Een springvinger is een afwijking die wordt veroorzaakt door een ontsteking van de buigpezen van een vinger.
De oorzaken van dit probleem zijn meestal niet gekend. Het komt meer voor bij mensen met reuma, jicht en suikerziekte. De ringvinger en de duim zijn het vaakst aangetast.
Het verhaal van de patiënt met een springvinger is dikwijls al erg duidelijk. De arts voert enkele tests uit. Bij twijfel kan een echografie uitgevoerd worden.
Tijdelijk dragen van een verband, rust, ontstekingsremmende medicatie of een inspuiting met cortisone kunnen de zwelling verminderen en de klachten oplossen.
Wanneer de klachten reeds lang aanwezig zijn of terug opkomen na een inspuiting, kan een kleine heelkundige ingreep nodig zijn.
Na de ingreep wordt een verband aangelegd dat 2 dagen dicht mag blijven.

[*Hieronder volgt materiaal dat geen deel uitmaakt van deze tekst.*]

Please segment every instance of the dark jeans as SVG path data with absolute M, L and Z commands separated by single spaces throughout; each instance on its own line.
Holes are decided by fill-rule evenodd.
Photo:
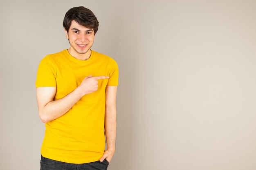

Nadien kunt u of uw huisarts een kleiner verband of pleister aanbrengen. U mag de vinger onmiddellijk na de ingreep bewegen. Na 2 weken wordende hechtingen verwijderd en kunt u uw hand terug normaal gebruiken. Het verspringend gevoel is na de ingreep snel voorbij. Het litteken kan wel wat langer gevoelig blijven. Afhankelijk van de ernst van de ontsteking, kan er bij sommige mensen wat langer zwelling en pijn optreden. Soms is kinesitherapie nodig om de vingermobiliteit verder te verbeteren.